Climate influences from the Indian and Pacific oceans are likely to be competing, with a weak drying influence from the Indian Ocean potentially cancelling out a slightly wet influence from the Pacific Ocean. In addition to the natural drivers such as the El Niño–Southern Oscillation and the IOD, Australian climate patterns are being influenced by the long-term increasing trend in global air and ocean temperatures.

Seasonal IndicatorsComments (sourced from the Australian Bureau of Meteorology)

El Niño Southern Oscillation (ENSO)

http://www.bom.gov.au/climate/enso/

Current outlook: Neutral

ENSO status

Current status: INACTIVE

ENSO remains neutral, but tropical Pacific continues to cool.
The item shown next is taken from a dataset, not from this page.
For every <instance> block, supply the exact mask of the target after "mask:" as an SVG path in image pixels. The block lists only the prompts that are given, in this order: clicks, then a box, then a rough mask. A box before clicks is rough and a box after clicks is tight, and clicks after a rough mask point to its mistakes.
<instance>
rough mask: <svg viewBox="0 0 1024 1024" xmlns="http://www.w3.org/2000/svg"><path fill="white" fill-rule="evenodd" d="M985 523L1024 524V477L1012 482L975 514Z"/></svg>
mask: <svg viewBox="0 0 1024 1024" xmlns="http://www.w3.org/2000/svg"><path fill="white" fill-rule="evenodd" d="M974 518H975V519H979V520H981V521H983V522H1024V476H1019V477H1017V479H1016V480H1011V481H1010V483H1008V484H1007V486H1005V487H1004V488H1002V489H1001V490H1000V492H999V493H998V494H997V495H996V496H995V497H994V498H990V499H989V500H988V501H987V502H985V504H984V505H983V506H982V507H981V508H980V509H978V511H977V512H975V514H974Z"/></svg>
Sea surface temperatures (SSTs) have steadily cooled over the central and eastern tropical Pacific for the past two months, but remain well within the neutral ENSO range. Temperatures at and below the surface are now slightly cooler than average. Other indicators of ENSO, such as the Southern Oscillation Index (SOI), cloudiness near the Date Line and trade winds also remain at neutral levels.

Most international climate models surveyed suggest the tropical Pacific Ocean may cool further, but persist at ENSO-neutral levels for the rest of 2017.

Indian Ocean Dipole (IOD)

Current outlook:

Neutral

IOD also neutral.

Most of the climate models surveyed indicate that the IOD will remain neutral during Spring. However, two out of the six models suggest a positive IOD may develop during Spring. A positive IOD is typically associated with below average Spring rainfall over southern and central Australia.

If a positive IOD eventuated it would likely be short-lived as IOD events typically break down by December as the monsoon trough moves south towards Australia.